Hong Kong had been a British colony since 1841, when it was occupied by British forces during the first Opium War. China’s Qing Dynasty signed it over to the British the following year in the Treaty of Nanjing, the first in a series of what China now calls the “unequal treaties.”
Under the terms of the Sino-British Joint Declaration signed in 1984, Hong Kong was to return to Chinese sovereignty as a special administrative region governed by a principle known as “one country, two systems.” The formula allowed the former colony to preserve its pre-handover freedoms that did not exist in mainland China, and to largely manage its own affairs.
The handover ceremony took place at midnight July 1, 1997, attended by Chinese, British and other international diplomats and representatives.
Hong Kong-born Bryan Ong, a 42-year-old antique collector in the city, remembers it vividly.

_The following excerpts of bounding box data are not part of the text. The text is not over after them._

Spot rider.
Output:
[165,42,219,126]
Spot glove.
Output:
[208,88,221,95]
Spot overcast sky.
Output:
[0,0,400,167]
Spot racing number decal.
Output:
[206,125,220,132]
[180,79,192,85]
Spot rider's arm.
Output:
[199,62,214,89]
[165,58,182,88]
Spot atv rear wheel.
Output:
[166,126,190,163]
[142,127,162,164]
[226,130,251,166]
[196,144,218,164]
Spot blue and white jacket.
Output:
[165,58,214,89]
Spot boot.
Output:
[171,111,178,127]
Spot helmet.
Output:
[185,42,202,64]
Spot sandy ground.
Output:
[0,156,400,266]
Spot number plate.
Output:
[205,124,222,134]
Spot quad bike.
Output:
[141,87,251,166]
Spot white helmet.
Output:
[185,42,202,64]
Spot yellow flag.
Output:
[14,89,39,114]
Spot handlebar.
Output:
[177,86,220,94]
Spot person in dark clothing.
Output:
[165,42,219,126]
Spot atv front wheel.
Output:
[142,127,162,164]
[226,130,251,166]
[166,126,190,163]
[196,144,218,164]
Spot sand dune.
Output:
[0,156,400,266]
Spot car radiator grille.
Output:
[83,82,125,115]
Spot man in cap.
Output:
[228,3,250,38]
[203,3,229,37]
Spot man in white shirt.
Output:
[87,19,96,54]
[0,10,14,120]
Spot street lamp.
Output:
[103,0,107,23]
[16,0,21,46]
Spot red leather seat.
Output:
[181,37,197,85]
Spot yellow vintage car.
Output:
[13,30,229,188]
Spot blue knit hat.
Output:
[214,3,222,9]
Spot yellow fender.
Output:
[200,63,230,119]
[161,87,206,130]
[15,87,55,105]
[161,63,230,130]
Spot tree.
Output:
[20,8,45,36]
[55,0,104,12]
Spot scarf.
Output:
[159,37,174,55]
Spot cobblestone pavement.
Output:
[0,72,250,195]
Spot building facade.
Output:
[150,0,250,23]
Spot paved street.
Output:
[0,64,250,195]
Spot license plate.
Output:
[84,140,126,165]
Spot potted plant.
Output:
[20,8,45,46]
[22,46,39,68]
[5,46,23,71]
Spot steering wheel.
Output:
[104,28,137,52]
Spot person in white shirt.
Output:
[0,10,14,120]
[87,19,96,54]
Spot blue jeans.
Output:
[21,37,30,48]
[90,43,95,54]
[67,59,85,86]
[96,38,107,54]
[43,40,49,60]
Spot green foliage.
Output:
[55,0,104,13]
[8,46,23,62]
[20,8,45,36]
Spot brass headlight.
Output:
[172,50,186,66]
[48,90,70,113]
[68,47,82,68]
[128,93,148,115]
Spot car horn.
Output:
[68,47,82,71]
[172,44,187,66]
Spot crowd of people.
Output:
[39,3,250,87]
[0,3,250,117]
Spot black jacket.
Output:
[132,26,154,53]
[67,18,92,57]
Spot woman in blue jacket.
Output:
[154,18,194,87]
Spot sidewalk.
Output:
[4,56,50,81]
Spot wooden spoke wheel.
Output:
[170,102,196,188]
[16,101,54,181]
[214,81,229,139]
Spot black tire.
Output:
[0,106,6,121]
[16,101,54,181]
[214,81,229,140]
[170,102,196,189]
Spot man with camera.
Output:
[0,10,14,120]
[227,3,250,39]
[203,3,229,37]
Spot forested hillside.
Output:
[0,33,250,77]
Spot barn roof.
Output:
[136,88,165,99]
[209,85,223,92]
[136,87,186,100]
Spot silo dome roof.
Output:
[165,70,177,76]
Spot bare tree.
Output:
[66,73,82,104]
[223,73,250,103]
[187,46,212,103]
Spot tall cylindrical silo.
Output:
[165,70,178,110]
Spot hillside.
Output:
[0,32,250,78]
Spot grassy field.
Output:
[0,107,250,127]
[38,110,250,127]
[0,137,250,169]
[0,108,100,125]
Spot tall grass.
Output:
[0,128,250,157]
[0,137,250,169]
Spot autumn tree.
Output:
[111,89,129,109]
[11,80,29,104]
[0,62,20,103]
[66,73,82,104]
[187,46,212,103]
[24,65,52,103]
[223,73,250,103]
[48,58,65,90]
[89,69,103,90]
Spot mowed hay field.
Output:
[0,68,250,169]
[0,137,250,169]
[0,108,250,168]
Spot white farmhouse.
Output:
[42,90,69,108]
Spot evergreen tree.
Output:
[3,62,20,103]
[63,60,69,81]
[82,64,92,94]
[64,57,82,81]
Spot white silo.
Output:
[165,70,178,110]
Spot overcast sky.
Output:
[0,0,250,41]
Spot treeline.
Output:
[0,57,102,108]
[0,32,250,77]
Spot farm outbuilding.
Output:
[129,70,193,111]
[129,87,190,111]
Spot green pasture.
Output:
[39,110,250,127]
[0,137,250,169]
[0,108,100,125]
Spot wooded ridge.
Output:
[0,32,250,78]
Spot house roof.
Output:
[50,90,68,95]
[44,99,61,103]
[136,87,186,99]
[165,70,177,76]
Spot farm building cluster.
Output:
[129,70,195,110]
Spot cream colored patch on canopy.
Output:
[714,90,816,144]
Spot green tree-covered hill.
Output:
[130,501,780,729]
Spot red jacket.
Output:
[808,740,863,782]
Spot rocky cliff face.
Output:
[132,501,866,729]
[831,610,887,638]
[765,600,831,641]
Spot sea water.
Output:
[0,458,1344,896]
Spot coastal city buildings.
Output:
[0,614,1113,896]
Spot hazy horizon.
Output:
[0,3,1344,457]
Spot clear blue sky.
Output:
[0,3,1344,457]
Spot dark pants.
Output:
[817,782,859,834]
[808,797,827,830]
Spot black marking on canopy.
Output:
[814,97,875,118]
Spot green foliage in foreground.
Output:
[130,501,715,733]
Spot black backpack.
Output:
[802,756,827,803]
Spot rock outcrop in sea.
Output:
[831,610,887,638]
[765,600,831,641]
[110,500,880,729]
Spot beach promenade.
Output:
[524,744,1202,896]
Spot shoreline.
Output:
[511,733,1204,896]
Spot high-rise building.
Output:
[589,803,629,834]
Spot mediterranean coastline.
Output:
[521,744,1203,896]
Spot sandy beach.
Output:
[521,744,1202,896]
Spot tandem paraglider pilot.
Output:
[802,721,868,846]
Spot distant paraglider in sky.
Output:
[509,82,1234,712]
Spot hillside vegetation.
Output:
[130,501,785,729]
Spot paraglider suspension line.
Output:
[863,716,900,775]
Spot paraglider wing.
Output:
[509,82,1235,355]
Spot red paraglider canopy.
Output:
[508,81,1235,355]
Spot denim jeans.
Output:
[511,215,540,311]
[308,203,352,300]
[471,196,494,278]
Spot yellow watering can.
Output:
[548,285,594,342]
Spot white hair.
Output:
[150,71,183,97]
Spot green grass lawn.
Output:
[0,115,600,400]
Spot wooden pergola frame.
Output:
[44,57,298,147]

“I could tell there was a lot of emotion in the crowd,” he said. “I knew this was an extraordinary moment, a new chapter in the history of Hong Kong.”
2003: Article 23 protest

Six years after the handover, proposed national security legislation raised fears that it could threaten Hong Kongers' rights, such as free speech, freedom of the press and freedom of assembly. More than half a million of Hong Kong’s 7 million people marched against the bill on the July 1 anniversary of the handover, forcing the administration to shelve it. Subsequent attempts to revive the bill met widespread public opposition.
The proposed legislation sought to satisfy a requirement under Article 23 of the Basic Law, Hong Kong’s mini-constitution, that the city enforce its own laws criminalizing treason, sedition and secession against the central government in Beijing.
2012: Moral and national education controversy
In mid-2012, the Hong Kong Education Bureau proposed a new mandatory subject for the city’s public schools: moral and national education.
The curriculum, which included teaching materials extolling the achievements of the Chinese Community Party and criticizing multiparty systems like that of the United States, set off a series of mass protests. Critics said the move was an attempt by the Beijing government to brainwash the city’s young people with pro-mainland propaganda.
Tens of thousands of teachers, students and parents demonstrated at government headquarters for 10 days. In response, the government withdrew its proposal and allowed schools to choose whether to teach the subject.